L'atmosfera, di colpo, era cambiata. Phoenix ne avvertì tutta la pesantezza. Guardò Swan, che non aveva più parlato, e si accorse che i suoi occhi si erano fatti tristi. Un po' gli dispiacque, perché lei gli era sembrata talmente felice di organizzare quello stravagante picnic, che lo stesso Phoenix si era fatto coinvolgere senza chiedere troppe spiegazioni. Si affrettò a cambiare argomento, annaspando tra le sue idee confuse e cercando di tirarne fuori qualche domanda che potesse far ripartire la discussione.

"Pigeon, tu sei stato il primo, vero?".

Il ragazzo non si scompose e assentì, mentre il vento, che si era levato di colpo, gli spettinava i capelli scuri.

"Sì. Quando avevo cinque anni. Dopo un po' è arrivato anche Eagle".

"E tu, Swan?".

"Oh, io avevo sette anni", rispose lei con un sorriso mesto, come se stesse rammentando qualcosa di spiacevole.

Chinò lo sguardo con un moto così repentino che riempì Phoenix di triste stupore.
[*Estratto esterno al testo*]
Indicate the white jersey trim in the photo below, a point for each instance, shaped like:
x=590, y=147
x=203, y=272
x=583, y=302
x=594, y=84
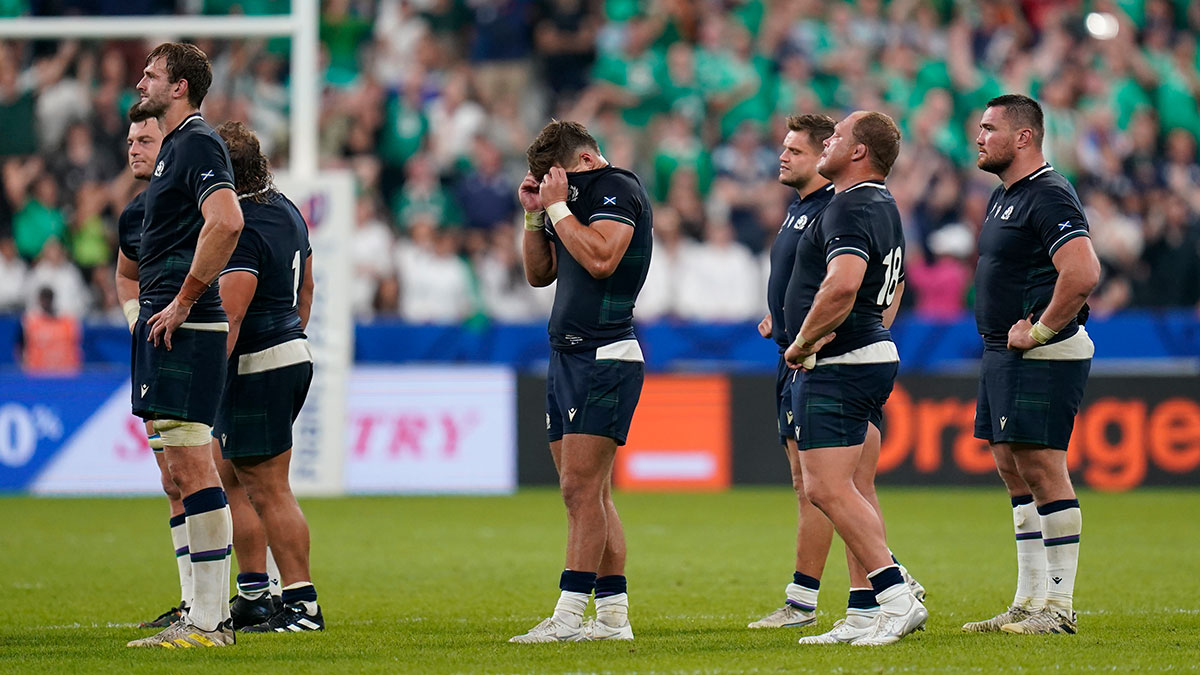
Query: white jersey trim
x=622, y=351
x=271, y=358
x=877, y=185
x=885, y=351
x=1075, y=348
x=213, y=326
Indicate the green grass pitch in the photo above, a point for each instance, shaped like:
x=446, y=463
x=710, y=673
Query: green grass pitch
x=438, y=584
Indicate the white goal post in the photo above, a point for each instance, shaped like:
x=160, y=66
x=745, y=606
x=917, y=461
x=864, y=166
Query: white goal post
x=325, y=197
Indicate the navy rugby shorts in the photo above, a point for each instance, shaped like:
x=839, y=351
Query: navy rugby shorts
x=1029, y=400
x=833, y=404
x=586, y=394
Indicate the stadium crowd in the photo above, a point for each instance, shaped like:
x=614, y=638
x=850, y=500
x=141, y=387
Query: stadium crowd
x=432, y=102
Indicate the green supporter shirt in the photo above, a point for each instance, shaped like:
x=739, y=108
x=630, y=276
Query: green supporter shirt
x=34, y=225
x=641, y=76
x=403, y=131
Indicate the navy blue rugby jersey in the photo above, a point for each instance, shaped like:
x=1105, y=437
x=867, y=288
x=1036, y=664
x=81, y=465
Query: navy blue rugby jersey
x=274, y=246
x=864, y=221
x=591, y=312
x=1025, y=227
x=801, y=214
x=192, y=165
x=129, y=226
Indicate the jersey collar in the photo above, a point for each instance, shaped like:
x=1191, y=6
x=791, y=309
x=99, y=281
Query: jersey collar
x=875, y=184
x=827, y=189
x=1041, y=171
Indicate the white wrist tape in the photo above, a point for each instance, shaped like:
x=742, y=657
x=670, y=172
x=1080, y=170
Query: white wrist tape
x=131, y=309
x=557, y=211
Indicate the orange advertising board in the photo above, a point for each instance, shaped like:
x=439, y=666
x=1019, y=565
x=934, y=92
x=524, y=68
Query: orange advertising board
x=679, y=438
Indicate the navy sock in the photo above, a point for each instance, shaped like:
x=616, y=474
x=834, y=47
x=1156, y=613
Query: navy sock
x=577, y=581
x=1055, y=507
x=611, y=585
x=805, y=580
x=203, y=501
x=253, y=584
x=862, y=598
x=887, y=578
x=305, y=593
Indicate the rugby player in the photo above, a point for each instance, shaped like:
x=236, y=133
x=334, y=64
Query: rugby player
x=144, y=138
x=267, y=291
x=797, y=169
x=597, y=245
x=1036, y=270
x=191, y=226
x=841, y=294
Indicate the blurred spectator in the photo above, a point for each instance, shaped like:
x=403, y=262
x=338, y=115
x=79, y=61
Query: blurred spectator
x=12, y=278
x=435, y=284
x=54, y=270
x=486, y=193
x=49, y=341
x=565, y=36
x=504, y=291
x=660, y=292
x=719, y=280
x=424, y=196
x=373, y=285
x=941, y=286
x=37, y=217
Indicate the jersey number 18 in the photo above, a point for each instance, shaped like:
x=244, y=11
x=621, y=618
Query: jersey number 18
x=891, y=276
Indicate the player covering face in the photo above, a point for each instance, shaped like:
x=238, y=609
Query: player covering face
x=597, y=245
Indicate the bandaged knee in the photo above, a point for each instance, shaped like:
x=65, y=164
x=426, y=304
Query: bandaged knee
x=179, y=434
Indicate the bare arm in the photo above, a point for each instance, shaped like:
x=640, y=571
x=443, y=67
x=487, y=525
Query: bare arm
x=304, y=302
x=831, y=306
x=889, y=312
x=237, y=291
x=537, y=251
x=126, y=279
x=217, y=239
x=127, y=287
x=1079, y=272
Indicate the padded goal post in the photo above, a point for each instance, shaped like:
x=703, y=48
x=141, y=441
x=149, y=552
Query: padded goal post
x=325, y=198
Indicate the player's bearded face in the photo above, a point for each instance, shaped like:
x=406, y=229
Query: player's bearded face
x=996, y=143
x=154, y=89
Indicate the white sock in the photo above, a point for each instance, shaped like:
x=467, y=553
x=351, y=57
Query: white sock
x=273, y=575
x=210, y=539
x=802, y=597
x=613, y=610
x=1060, y=532
x=570, y=608
x=861, y=617
x=1031, y=559
x=897, y=598
x=183, y=560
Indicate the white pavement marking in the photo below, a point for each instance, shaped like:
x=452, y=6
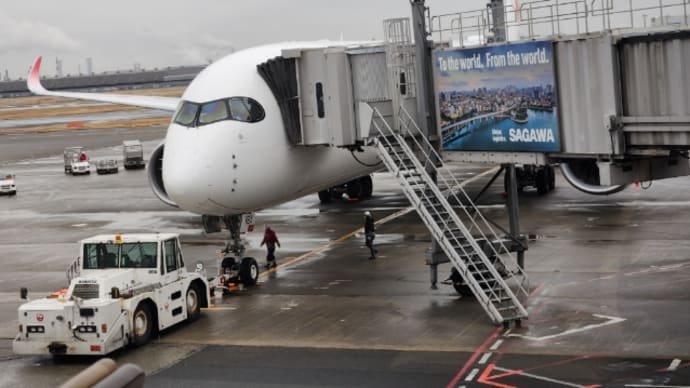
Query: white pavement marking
x=496, y=345
x=611, y=321
x=542, y=378
x=484, y=358
x=656, y=386
x=219, y=308
x=473, y=373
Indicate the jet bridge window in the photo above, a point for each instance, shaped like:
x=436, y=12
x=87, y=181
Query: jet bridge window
x=186, y=114
x=139, y=255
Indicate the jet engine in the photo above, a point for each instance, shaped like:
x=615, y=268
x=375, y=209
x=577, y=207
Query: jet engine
x=583, y=174
x=155, y=172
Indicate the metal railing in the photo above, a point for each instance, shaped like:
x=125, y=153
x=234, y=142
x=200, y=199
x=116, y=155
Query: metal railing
x=548, y=18
x=475, y=219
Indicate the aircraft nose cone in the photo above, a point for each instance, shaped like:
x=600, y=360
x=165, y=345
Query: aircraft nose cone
x=188, y=174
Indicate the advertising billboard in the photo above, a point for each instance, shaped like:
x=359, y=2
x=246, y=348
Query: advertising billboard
x=497, y=98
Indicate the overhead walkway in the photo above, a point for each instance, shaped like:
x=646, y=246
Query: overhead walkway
x=617, y=102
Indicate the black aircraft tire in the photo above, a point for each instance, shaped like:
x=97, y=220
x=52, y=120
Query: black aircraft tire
x=354, y=189
x=143, y=324
x=249, y=271
x=325, y=196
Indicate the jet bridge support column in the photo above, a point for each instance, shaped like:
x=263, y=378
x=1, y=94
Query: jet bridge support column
x=518, y=242
x=425, y=101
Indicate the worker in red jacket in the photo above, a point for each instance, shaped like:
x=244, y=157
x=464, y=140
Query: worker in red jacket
x=271, y=240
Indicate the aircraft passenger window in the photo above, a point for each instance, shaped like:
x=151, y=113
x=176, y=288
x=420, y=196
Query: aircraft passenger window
x=212, y=112
x=245, y=109
x=170, y=256
x=186, y=114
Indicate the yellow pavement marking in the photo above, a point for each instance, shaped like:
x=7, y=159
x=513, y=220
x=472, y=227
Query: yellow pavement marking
x=345, y=237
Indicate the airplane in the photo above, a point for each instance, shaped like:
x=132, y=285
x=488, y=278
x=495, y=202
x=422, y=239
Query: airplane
x=226, y=153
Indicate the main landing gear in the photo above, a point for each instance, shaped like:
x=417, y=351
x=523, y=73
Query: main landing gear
x=355, y=189
x=234, y=268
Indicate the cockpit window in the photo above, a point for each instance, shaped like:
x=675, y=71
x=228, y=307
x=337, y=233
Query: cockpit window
x=186, y=115
x=212, y=112
x=245, y=109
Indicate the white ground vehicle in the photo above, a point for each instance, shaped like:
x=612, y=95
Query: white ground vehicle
x=126, y=288
x=107, y=166
x=76, y=161
x=7, y=184
x=133, y=154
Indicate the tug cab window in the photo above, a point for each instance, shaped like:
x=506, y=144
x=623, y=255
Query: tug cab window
x=101, y=256
x=171, y=263
x=138, y=255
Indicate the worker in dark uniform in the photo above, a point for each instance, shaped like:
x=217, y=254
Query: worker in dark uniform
x=271, y=240
x=369, y=234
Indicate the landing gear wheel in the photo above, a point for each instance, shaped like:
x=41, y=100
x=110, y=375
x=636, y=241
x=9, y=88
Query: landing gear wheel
x=249, y=271
x=551, y=177
x=325, y=196
x=541, y=181
x=143, y=324
x=354, y=189
x=228, y=266
x=367, y=186
x=193, y=300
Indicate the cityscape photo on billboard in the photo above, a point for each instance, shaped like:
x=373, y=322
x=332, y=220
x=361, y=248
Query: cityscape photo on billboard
x=498, y=98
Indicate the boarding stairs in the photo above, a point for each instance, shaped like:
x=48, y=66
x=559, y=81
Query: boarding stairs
x=481, y=259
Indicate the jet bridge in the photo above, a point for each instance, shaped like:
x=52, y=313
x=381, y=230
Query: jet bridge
x=612, y=105
x=327, y=93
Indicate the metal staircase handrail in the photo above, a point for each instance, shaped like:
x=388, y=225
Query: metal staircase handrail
x=454, y=186
x=472, y=278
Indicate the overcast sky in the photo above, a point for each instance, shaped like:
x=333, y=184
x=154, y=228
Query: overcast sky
x=158, y=33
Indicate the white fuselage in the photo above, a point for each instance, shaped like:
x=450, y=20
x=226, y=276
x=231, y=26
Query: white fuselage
x=232, y=167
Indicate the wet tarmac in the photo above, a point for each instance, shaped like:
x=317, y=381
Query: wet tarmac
x=609, y=304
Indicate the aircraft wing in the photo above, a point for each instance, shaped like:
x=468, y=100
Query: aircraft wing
x=162, y=103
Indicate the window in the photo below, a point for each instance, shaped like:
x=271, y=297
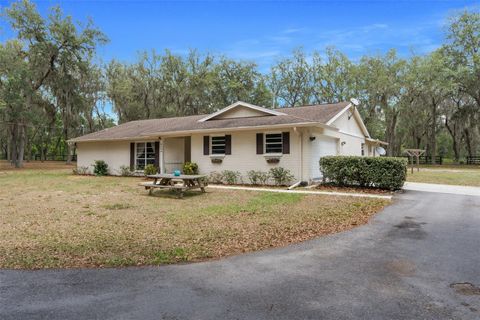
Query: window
x=145, y=154
x=218, y=145
x=273, y=143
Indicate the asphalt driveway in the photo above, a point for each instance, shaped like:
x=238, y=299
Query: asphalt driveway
x=419, y=259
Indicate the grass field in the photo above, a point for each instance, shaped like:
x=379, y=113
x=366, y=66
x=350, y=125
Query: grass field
x=453, y=175
x=53, y=219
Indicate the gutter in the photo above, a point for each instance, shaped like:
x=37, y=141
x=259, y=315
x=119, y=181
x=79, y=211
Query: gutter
x=183, y=133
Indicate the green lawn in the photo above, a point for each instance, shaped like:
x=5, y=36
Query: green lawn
x=454, y=175
x=51, y=218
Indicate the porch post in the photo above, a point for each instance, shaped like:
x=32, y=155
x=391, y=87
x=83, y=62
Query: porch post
x=162, y=163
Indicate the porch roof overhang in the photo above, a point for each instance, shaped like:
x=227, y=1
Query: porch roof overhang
x=166, y=134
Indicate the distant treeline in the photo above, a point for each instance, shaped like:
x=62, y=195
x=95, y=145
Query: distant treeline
x=51, y=89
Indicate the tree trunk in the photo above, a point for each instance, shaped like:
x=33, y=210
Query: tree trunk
x=390, y=134
x=433, y=133
x=13, y=144
x=21, y=146
x=468, y=142
x=455, y=146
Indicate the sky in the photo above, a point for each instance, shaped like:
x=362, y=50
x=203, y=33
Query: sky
x=261, y=31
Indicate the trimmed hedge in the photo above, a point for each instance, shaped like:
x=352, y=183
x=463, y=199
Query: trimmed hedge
x=377, y=172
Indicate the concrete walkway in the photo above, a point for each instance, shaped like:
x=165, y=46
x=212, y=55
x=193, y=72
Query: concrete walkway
x=442, y=188
x=346, y=194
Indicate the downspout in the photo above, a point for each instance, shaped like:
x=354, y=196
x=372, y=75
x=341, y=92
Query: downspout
x=301, y=151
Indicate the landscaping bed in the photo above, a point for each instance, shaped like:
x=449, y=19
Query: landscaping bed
x=466, y=176
x=53, y=219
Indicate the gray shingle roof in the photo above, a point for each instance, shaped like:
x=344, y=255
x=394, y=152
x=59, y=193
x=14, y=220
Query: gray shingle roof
x=147, y=128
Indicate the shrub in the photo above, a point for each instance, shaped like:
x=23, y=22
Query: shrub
x=281, y=176
x=231, y=177
x=80, y=170
x=150, y=169
x=125, y=171
x=215, y=177
x=100, y=168
x=190, y=168
x=258, y=177
x=378, y=172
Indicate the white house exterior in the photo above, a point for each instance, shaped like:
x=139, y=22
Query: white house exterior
x=240, y=137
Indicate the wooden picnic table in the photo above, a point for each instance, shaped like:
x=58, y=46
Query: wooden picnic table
x=179, y=184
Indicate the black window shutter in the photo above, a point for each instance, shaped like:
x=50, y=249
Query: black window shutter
x=157, y=155
x=259, y=143
x=228, y=144
x=286, y=142
x=132, y=156
x=206, y=145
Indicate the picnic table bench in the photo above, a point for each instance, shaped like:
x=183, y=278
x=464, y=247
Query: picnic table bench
x=179, y=184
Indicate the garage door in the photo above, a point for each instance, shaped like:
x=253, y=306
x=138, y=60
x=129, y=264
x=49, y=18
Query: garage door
x=320, y=147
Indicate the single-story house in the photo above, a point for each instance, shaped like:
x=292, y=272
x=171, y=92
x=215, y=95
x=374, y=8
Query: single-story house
x=240, y=137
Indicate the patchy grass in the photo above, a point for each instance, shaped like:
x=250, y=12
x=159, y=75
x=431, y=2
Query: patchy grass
x=446, y=175
x=52, y=219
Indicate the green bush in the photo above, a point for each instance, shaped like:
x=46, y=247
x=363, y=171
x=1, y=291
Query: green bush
x=100, y=168
x=215, y=177
x=258, y=177
x=150, y=169
x=378, y=172
x=281, y=176
x=231, y=177
x=190, y=168
x=80, y=170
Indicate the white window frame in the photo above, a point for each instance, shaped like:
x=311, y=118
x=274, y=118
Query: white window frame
x=146, y=158
x=265, y=143
x=224, y=145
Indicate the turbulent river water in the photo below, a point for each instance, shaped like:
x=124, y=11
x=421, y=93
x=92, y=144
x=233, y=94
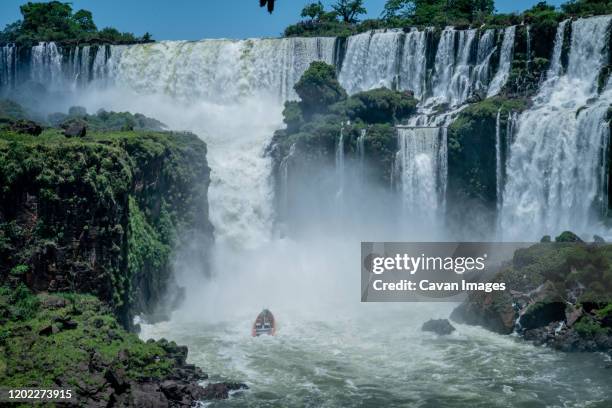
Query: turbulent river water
x=331, y=350
x=378, y=357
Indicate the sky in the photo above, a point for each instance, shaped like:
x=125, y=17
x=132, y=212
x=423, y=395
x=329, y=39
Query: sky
x=197, y=19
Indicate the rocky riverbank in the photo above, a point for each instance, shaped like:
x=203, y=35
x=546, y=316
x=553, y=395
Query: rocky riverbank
x=559, y=295
x=74, y=342
x=92, y=218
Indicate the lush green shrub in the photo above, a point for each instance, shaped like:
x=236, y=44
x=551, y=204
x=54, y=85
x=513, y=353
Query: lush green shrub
x=319, y=88
x=381, y=105
x=55, y=21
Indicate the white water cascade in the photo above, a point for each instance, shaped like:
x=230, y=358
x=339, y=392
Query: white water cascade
x=556, y=169
x=505, y=61
x=486, y=49
x=498, y=160
x=7, y=65
x=340, y=167
x=214, y=80
x=371, y=61
x=555, y=65
x=420, y=165
x=46, y=65
x=398, y=60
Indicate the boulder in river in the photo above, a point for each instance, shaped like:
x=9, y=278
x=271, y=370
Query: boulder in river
x=438, y=326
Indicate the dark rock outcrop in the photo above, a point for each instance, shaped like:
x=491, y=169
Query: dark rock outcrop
x=75, y=129
x=438, y=326
x=559, y=296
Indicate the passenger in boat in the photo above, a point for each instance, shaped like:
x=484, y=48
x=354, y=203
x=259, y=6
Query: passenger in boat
x=264, y=324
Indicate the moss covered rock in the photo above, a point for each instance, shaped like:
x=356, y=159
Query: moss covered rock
x=99, y=214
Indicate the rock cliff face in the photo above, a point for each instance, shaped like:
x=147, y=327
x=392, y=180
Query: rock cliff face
x=101, y=363
x=559, y=295
x=101, y=214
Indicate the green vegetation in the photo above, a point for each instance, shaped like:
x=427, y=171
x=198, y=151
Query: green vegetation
x=46, y=340
x=319, y=88
x=118, y=198
x=105, y=121
x=440, y=13
x=56, y=21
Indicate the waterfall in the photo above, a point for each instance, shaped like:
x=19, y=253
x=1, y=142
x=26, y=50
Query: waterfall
x=361, y=147
x=421, y=169
x=371, y=61
x=7, y=66
x=510, y=128
x=555, y=62
x=555, y=171
x=413, y=64
x=394, y=59
x=498, y=161
x=213, y=69
x=284, y=178
x=505, y=62
x=486, y=49
x=528, y=45
x=46, y=64
x=340, y=164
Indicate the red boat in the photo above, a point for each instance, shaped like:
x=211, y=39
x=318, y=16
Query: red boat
x=264, y=324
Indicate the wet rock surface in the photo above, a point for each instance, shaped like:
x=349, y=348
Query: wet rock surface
x=438, y=326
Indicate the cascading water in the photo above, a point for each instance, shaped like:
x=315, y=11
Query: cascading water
x=555, y=169
x=340, y=167
x=371, y=61
x=413, y=64
x=486, y=49
x=452, y=67
x=421, y=163
x=230, y=92
x=394, y=59
x=46, y=65
x=505, y=61
x=555, y=64
x=7, y=65
x=498, y=160
x=361, y=148
x=224, y=79
x=528, y=45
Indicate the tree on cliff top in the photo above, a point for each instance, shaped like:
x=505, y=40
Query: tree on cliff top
x=313, y=10
x=55, y=21
x=349, y=9
x=319, y=88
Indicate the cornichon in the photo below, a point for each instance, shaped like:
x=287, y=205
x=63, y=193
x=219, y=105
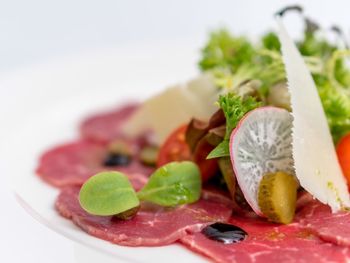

Non riusciva a capire cosa avesse chiesto di sbagliato e Eagle andò in suo soccorso.

"È successo molto dopo. E Swan non ha ricordi lucidi di quel periodo", spiegò, quasi a volerla giustificare.

La sua voce aveva assunto un accento stranamente dolce, come se il suo ricordo di quel momento fosse di natura del tutto opposta a quello di lei. Raven colse al volo quel mutamento e si tirò su dalla sua posizione, puntellandosi su entrambe le mani.

"Ed è stata una vera fortuna", considerò con aria di celia, guardando Eagle divertito. "Così almeno non ti sei dovuto masturbare con i poster delle attrici".

Eagle ebbe uno scarto all'udire quella provocazione e si girò a fulminare l'altro con un'occhiata di fuoco.

"Che diavolo dici?".

Raven incrociò le braccia sul petto e sorrise con aria supponente, come faceva sempre.

"Vuoi dirmi che, in tutto questo tempo, non hai mai fantasticato su Swan?".

Eagle non rispose. Swan era rimasta di sasso, a osservare la scena dal suo angolino senza riuscire a far nulla. Non capiva perché Raven avesse detto una frase simile e non capiva perché Eagle taceva. Phoenix, invece, aveva compreso immediatamente il senso di quella conversazione, ma allo stesso tempo aveva realizzato che era troppo tardi per intervenire. Poteva solo irrompere a forza, ma in quel modo sapeva di non fare un gran favore a Eagle. Ed evidentemente lo sapeva anche Raven.

"Allora?", lo incalzò. "Davvero non ti è mai piaciuta Swan? Neanche un po'?".

Eagle si morse le labbra e respirò a fatica. I suoi occhi erano fissi su Raven e non li avrebbe spostati da lì per niente al mondo. Sentiva addosso lo sguardo di Swan. Sentiva che, per qualche strano motivo che lei stessa non comprendeva, la ragazza stava trattenendo il fiato in attesa della sua risposta.

"No, mai", dichiarò Eagle.

Raven sorrise, Phoenix imprecò interiormente e Swan, Swan sentì qualcosa di freddo che le pioveva addosso, come se le avessero lanciato contro dell'acqua talmente gelida da fermarle il cuore.

Eagle si alzò in piedi, facendo sollevare la tovaglia e traballare le porcellane, che tintinnarono per qualche istante, unica vibrazione nell'aria immobile.

"Fanculo a questo tè di merda!", esclamò tra i denti mentre si allontanava.

Phoenix si alzò subito dopo di lui e piombò addosso a Raven, tirandolo su per un braccio.

"Sei davvero uno stronzo", gli sibilò nell'orecchio. "Ora, se sei uomo, va' a chiedere scusa".

Gli diede una spinta, dalla quale l'altro svicolò con agilità. Allargò le braccia e sorrise, come a volersi giustificare che il suo era solo uno scherzo.

"Ok, ok", rispose. "Adesso vado".

Si mise sulle tracce di Eagle e scomparve dietro le siepi del giardino. Phoenix lo seguì con lo sguardo, poi si girò a cercare Swan. Erano rimasti solo loro due.